A reliable, right-sized reference build. The same patterns we ran at scale, trimmed down to what a startup actually needs and can keep running.
Data goes from your sources to numbers people trust, watched the whole way, so a failure gets caught and re-run instead of surfacing in a board deck.
Figure 1 — A reliable, right-sized stack. The dashed layers, orchestration and monitoring, are what turn a pile of jobs into something you can trust.
Your production database, SaaS tools, and product events — wherever the data already lives.
Data lands raw and untouched, on a schedule, so a transform bug never costs you the original.
An immutable landing zone — cheap, and your replay button when something needs reprocessing.
dbt models, version-controlled and tested, promote raw data into clean, business-ready tables.
Modeled tables land in the warehouse for fast queries your dashboards and analysts hit.
BI, metrics, and ML features draw only from governed, validated data — never the raw mess.
Every job is safe to re-run, retries when something flakes, supports backfills, and pings a human when it can't recover. This is the part we're best at. It's the difference between "the pipeline ran" and "the pipeline ran correctly."
Data-quality checks, freshness SLAs, and lineage turn a silent failure into a loud alert. You hear that a number's wrong from a monitor, not from a confused board member.
Plenty of teams don't need a rebuild. They need what's already there to stop falling over.
Picture a Series-A SaaS team with data in Postgres, Stripe, and Segment, stitched together by cron jobs a founding engineer wrote at 1am. Jobs fail quietly, fire in the wrong order, and can't be safely re-run. So every metric comes with a quiet "probably." The fix isn't fancier tools. It's making the whole thing reliable.

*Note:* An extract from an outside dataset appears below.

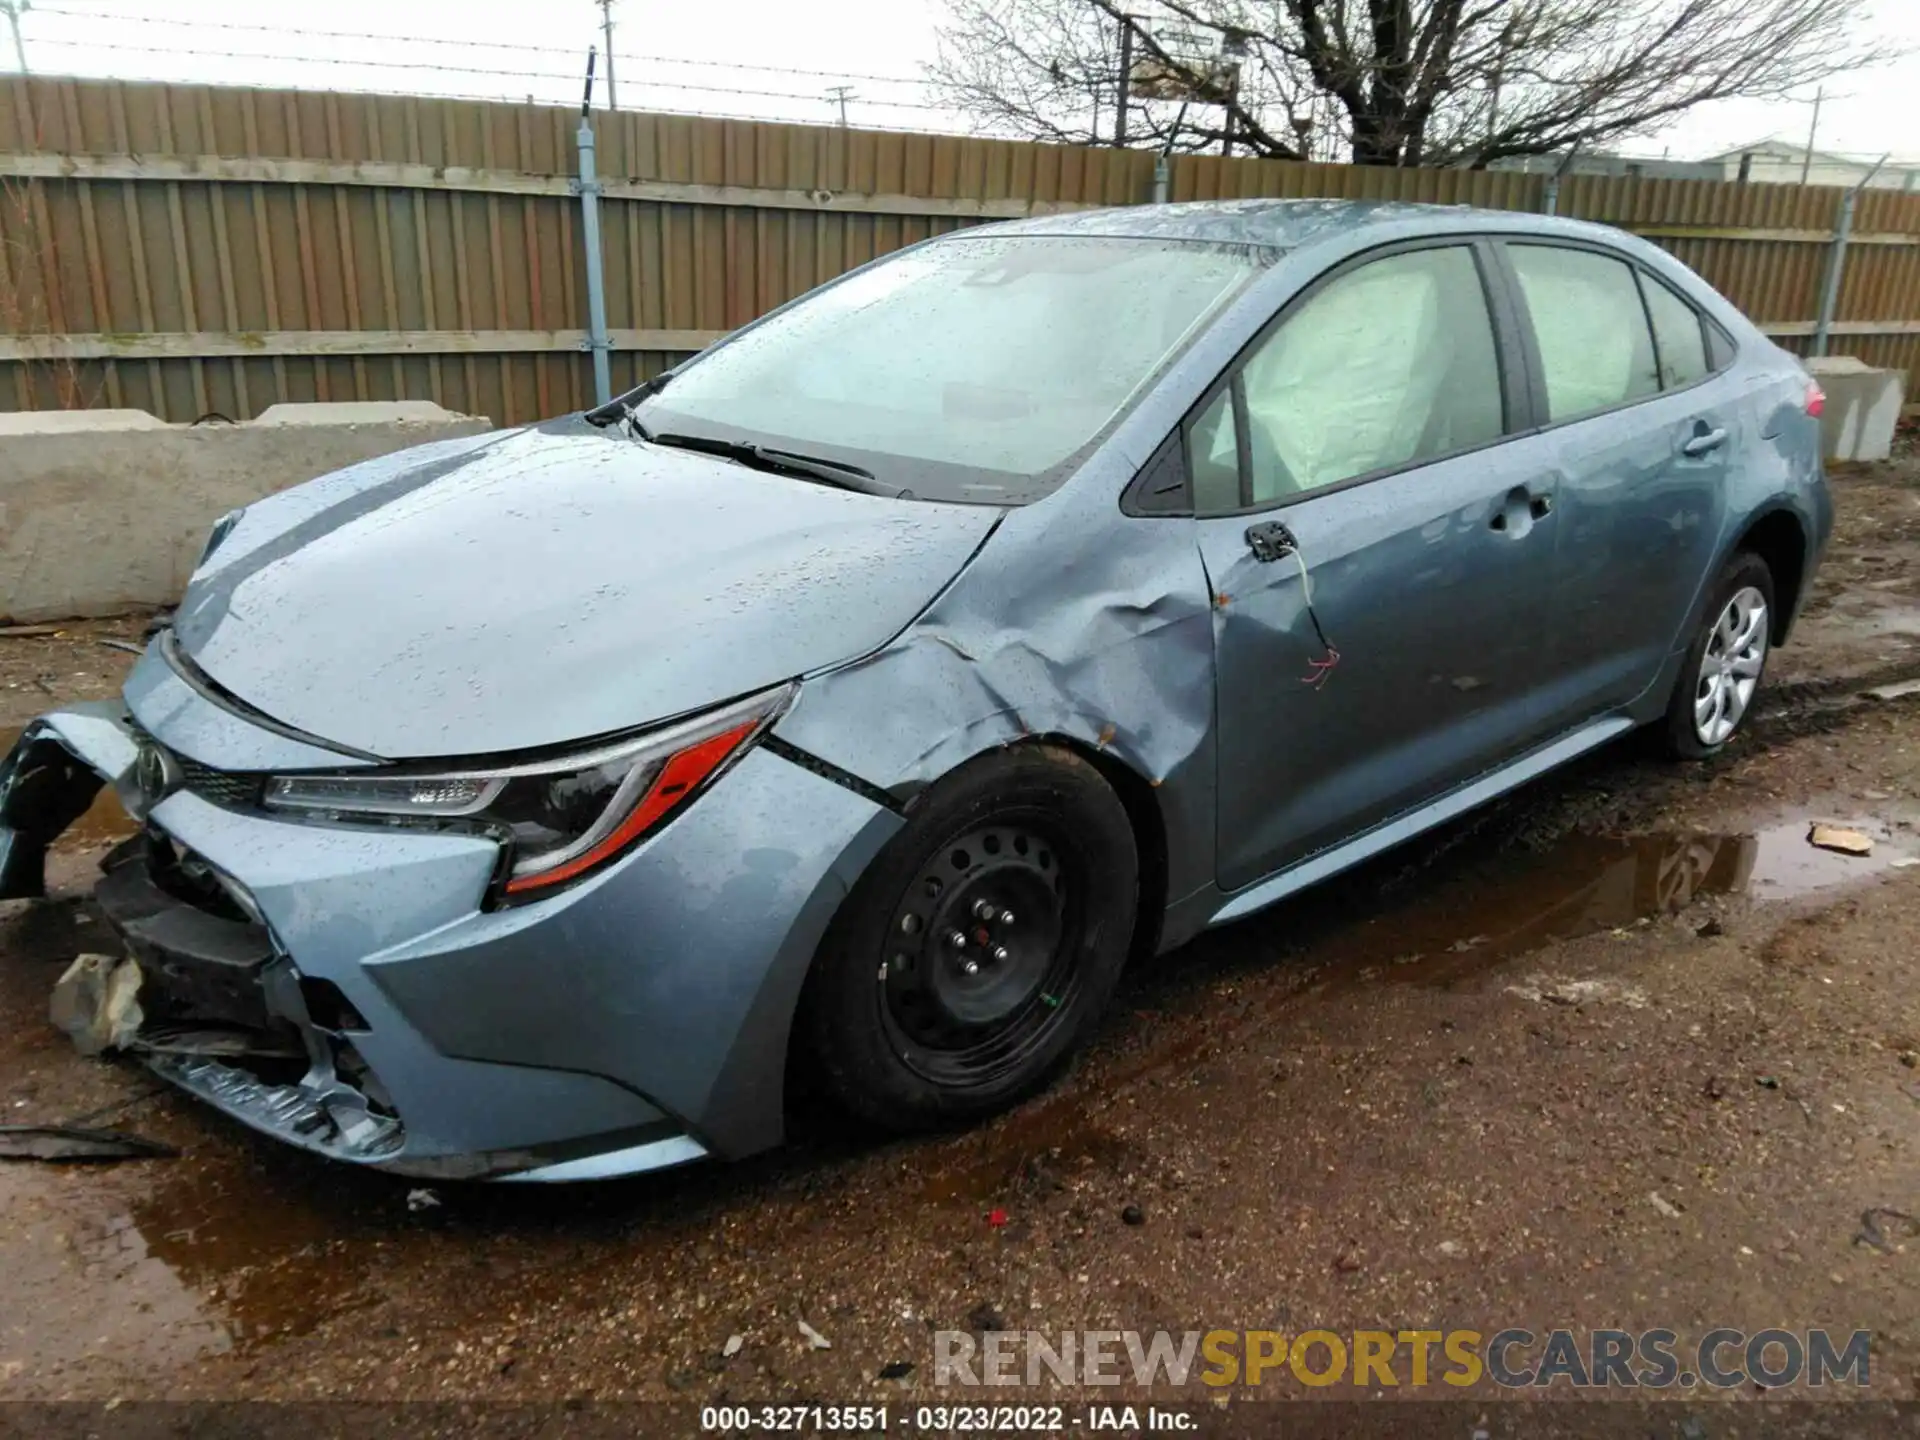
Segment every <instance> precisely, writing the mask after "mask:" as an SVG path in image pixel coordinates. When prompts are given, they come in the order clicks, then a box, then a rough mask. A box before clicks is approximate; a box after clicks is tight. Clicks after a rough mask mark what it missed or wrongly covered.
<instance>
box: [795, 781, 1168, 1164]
mask: <svg viewBox="0 0 1920 1440" xmlns="http://www.w3.org/2000/svg"><path fill="white" fill-rule="evenodd" d="M1137 904H1139V856H1137V854H1135V845H1133V828H1131V826H1129V822H1127V812H1125V808H1123V806H1121V803H1119V797H1117V795H1114V791H1112V787H1110V785H1108V783H1106V781H1104V780H1102V778H1100V774H1098V770H1094V768H1092V766H1091V764H1089V762H1087V760H1083V758H1079V756H1077V755H1073V753H1071V751H1066V749H1062V747H1054V745H1020V747H1014V749H1006V751H998V753H995V755H991V756H985V758H979V760H973V762H970V764H966V766H962V768H960V770H956V772H954V774H950V776H947V778H943V780H941V781H937V783H935V785H933V787H931V789H929V791H925V795H924V797H922V803H920V804H918V806H916V810H914V812H912V816H910V820H908V824H906V828H904V829H902V831H900V833H899V835H895V837H893V841H891V843H889V845H887V849H885V851H881V854H879V856H877V858H876V860H874V864H870V866H868V870H866V874H864V876H860V879H858V883H856V885H854V887H852V893H851V895H849V897H847V902H845V904H843V906H841V910H839V914H837V916H835V920H833V924H831V927H829V929H828V937H826V941H824V943H822V948H820V954H818V956H816V958H814V968H812V972H810V975H808V981H806V991H804V995H803V1002H801V1023H803V1031H804V1039H806V1044H808V1048H810V1052H812V1056H814V1060H816V1064H818V1071H820V1075H822V1079H824V1081H826V1085H828V1089H829V1091H831V1092H833V1096H835V1098H837V1100H839V1102H841V1106H843V1108H847V1110H849V1112H852V1114H854V1116H858V1117H862V1119H866V1121H872V1123H876V1125H879V1127H883V1129H891V1131H918V1129H931V1127H939V1125H952V1123H962V1121H970V1119H975V1117H981V1116H989V1114H993V1112H996V1110H1004V1108H1008V1106H1012V1104H1016V1102H1018V1100H1021V1098H1025V1096H1027V1094H1033V1092H1035V1091H1039V1089H1041V1087H1044V1085H1046V1083H1048V1081H1050V1079H1052V1077H1054V1073H1056V1071H1058V1069H1060V1068H1062V1066H1064V1064H1066V1060H1068V1058H1069V1056H1071V1054H1073V1052H1075V1050H1077V1048H1079V1046H1081V1044H1083V1043H1085V1041H1087V1037H1089V1035H1091V1033H1092V1029H1094V1025H1096V1023H1098V1020H1100V1012H1102V1010H1104V1008H1106V1002H1108V998H1110V996H1112V993H1114V985H1116V981H1117V979H1119V970H1121V966H1123V962H1125V958H1127V948H1129V945H1131V939H1133V925H1135V908H1137ZM977 906H985V914H983V912H981V910H977ZM968 966H972V972H970V970H968Z"/></svg>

Figure 2 — Same data, made reliable. Orchestrated, monitored, re-runnable, and no rip-and-replace.
No more silent failures or 1am firefighting. Jobs run in order, recover on their own, and page someone when they can't. The numbers stop coming with an asterisk.
A handful of well-built, monitored jobs. Not a platform team's worth of infrastructure. Reliable enough to trust, simple enough for your team to keep running.